Are there any treatments?
Treatments depend on an identified cause. Sometimes your doctor might recommend weight loss, lifestyle modifications, or initiation of medications, such as thyroid supplements, to improve your chance for success.
If a genetic abnormality is identified in the parental karyotype, IVF with preimplantation genetic testing (PGT) may be indicated.
For anatomical abnormalities, surgery may be needed to restore the uterine cavity to normal.
For antiphospholipid antibody syndrome, blood thinners are initiated at the time of a positive pregnancy test.
In about 50% of couples with recurrent pregnancy loss, the evaluation is completely normal.

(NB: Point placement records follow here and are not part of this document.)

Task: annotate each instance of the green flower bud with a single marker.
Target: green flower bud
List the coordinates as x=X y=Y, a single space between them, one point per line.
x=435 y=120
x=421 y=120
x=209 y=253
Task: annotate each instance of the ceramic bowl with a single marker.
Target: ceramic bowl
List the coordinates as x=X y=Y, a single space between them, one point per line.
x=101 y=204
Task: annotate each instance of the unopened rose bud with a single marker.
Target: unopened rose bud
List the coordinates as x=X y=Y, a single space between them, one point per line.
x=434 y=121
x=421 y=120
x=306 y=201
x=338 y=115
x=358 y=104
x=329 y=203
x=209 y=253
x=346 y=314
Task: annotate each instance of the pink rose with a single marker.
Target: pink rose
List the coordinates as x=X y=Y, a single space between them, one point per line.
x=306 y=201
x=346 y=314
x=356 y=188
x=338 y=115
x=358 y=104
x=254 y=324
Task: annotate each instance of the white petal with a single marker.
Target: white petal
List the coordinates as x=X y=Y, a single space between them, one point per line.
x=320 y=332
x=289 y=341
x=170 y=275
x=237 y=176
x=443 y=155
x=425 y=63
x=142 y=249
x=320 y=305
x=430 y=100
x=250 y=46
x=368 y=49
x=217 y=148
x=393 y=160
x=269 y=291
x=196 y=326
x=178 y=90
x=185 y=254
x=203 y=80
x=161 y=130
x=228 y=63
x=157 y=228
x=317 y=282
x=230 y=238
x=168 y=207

This can be very frustrating. I will often offer progesterone vaginal supplements, which has been demonstrated in a few well designed studies to improve live birth rates in the next pregnancy. It is important that this therapy is discussed with your fertility specialist, as the timing of initiating therapy is critical for its efficacy.
I also counsel couples that even with a history of recurrent pregnancy loss, most women will have a subsequent successful live birth. For example, a 35 year old woman with a history of RPL has a 70-75% chance of a successful live birth in her next pregnancy!
Where can I get support? I feel so alone.
Women grieve from a pregnancy loss in different ways. It is important for women to reduce any self-blame and hear the words from their provider that “This was NOT your fault.” For some, reaching out to close friends or family to share the painful news can often lead to an outpouring of support. For those who prefer to keep this more private, that is okay too. Sometimes a small vacation, self-care excursion, exercise, or a new hobby can help rejuvenate the soul from the grief of a pregnancy loss. I highly recommend the book “Not Broken,” written by a dear colleague of mine, Dr. Lora Shahine, a recurrent pregnancy loss specialist practicing in Seattle, Washington. In her book, she breaks down the stigma of miscarriage, explains the causes and treatments in a very digestible way, and provides hope for those seeking their rainbow baby.